Codon Usage Bias and Peptide Properties of Pseudomonas balearica DSM 6083T. - mauriceling/mauriceling.github.io GitHub Wiki

Citation: Maitra, A, Ling, MHT. 2019. Codon Usage Bias and Peptide Properties of Pseudomonas balearica DSM 6083T. MOJ Proteomics & Bioinformatics 8(2):27‒39.

Link to [PDF].

Here is the permanent [PDF] and [data set] link to my archive.

Pseudomonas balearica DSM 6083T has potential applications in bioremediation and its genome is recently sequenced. Codon usage bias is important in the study of evolutionary pressures on the organism and physical properties of peptides may elucidate functional peptides. However, both have not been studied for P. balearica DSM 6083T. Here, we investigated the codon usage bias and peptide properties of the 4,050 coding sequences in P. balearica. Codon usage analysis suggests that all preferred codons were either G or C ending. There is a skew towards smaller peptides and all peptide properties (pI, aromaticity, hydropathy, and instability) are correlated (|r| > 0.102, p-value < 7e-11). %GC is correlated (|r| > 0.122, p-value < 6e-15) to peptide length, aromaticity, hydropathy, and instability.
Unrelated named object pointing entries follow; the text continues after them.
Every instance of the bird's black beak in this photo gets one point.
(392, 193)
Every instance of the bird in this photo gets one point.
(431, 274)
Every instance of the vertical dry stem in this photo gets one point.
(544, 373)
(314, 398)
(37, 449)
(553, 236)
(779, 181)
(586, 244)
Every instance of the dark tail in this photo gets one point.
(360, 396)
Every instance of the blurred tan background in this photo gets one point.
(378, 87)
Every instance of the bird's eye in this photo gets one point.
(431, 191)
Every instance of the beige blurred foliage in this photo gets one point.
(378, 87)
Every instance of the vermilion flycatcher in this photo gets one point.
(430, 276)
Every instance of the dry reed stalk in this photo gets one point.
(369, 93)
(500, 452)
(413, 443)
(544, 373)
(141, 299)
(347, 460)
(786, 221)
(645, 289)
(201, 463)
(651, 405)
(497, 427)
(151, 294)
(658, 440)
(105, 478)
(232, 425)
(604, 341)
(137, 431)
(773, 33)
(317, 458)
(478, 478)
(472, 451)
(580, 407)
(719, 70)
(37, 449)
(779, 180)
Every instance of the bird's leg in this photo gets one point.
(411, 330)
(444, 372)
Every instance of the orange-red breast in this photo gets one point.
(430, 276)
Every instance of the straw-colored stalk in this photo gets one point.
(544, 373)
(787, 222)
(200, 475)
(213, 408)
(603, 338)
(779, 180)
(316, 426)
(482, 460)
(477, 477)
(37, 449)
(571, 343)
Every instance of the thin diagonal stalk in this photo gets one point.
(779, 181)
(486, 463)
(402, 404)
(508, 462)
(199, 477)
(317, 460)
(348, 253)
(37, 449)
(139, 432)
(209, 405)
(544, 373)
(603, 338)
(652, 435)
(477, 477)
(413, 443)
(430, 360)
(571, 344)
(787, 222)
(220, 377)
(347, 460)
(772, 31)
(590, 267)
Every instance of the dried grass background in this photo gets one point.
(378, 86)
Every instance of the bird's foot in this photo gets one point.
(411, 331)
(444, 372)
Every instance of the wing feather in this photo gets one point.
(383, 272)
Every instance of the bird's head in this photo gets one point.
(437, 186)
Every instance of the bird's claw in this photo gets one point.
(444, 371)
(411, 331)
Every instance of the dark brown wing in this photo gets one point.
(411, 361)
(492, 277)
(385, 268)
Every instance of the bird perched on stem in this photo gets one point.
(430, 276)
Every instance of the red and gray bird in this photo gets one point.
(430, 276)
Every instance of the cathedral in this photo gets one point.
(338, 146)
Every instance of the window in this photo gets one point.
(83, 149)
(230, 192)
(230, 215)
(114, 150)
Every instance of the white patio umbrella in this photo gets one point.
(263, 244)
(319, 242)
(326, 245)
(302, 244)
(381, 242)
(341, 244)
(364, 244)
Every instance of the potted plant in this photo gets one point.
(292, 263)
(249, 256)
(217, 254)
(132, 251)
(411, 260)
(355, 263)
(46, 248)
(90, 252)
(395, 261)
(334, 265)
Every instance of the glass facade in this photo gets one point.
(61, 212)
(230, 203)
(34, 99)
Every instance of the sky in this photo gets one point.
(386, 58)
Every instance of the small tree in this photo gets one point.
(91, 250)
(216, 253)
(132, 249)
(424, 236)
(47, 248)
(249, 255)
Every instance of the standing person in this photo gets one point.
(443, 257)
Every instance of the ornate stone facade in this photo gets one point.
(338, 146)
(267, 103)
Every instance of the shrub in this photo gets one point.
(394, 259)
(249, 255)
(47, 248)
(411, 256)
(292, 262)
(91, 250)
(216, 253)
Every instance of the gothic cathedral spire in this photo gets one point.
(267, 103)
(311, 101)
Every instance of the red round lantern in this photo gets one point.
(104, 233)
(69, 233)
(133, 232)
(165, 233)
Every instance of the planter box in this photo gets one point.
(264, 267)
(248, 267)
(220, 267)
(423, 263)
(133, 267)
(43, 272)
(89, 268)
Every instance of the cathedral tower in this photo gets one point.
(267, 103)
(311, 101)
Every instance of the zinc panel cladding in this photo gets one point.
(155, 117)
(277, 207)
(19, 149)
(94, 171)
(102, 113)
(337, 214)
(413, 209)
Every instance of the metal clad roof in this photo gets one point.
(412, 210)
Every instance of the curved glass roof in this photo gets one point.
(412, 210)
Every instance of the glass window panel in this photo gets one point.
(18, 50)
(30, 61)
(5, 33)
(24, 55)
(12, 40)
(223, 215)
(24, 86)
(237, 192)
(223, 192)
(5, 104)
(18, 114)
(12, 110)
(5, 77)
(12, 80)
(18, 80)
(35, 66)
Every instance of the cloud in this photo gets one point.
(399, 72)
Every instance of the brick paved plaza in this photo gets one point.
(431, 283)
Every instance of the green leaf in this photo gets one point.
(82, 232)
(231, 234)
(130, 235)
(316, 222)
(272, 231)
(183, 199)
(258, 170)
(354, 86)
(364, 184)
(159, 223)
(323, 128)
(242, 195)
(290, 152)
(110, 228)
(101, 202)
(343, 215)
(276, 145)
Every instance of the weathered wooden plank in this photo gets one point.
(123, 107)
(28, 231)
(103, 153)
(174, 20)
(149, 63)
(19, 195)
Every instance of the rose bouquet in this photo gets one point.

Peptide length is correlated (|r| < 0.057, p-value < 0.0003) to pI, aromaticity, and instability. Codon usage is correlated (r < -0.042, p-value < 0.0075) with all peptide properties while amino acid usage is correlated (r < -0.084, p-value < 8e-8) to all peptide properties except instability. A substantial proportion (26.9%) of genes show significantly different codon and amino acid ratios compared to the genomic and proteomic averages respectively (p-value < 1.2e-5), suggesting potential exogenous origins. These results suggest a complex interplay of metagenomic environment and various genomic / proteomic properties in shaping the evolution of P. balearica DSM 6083T.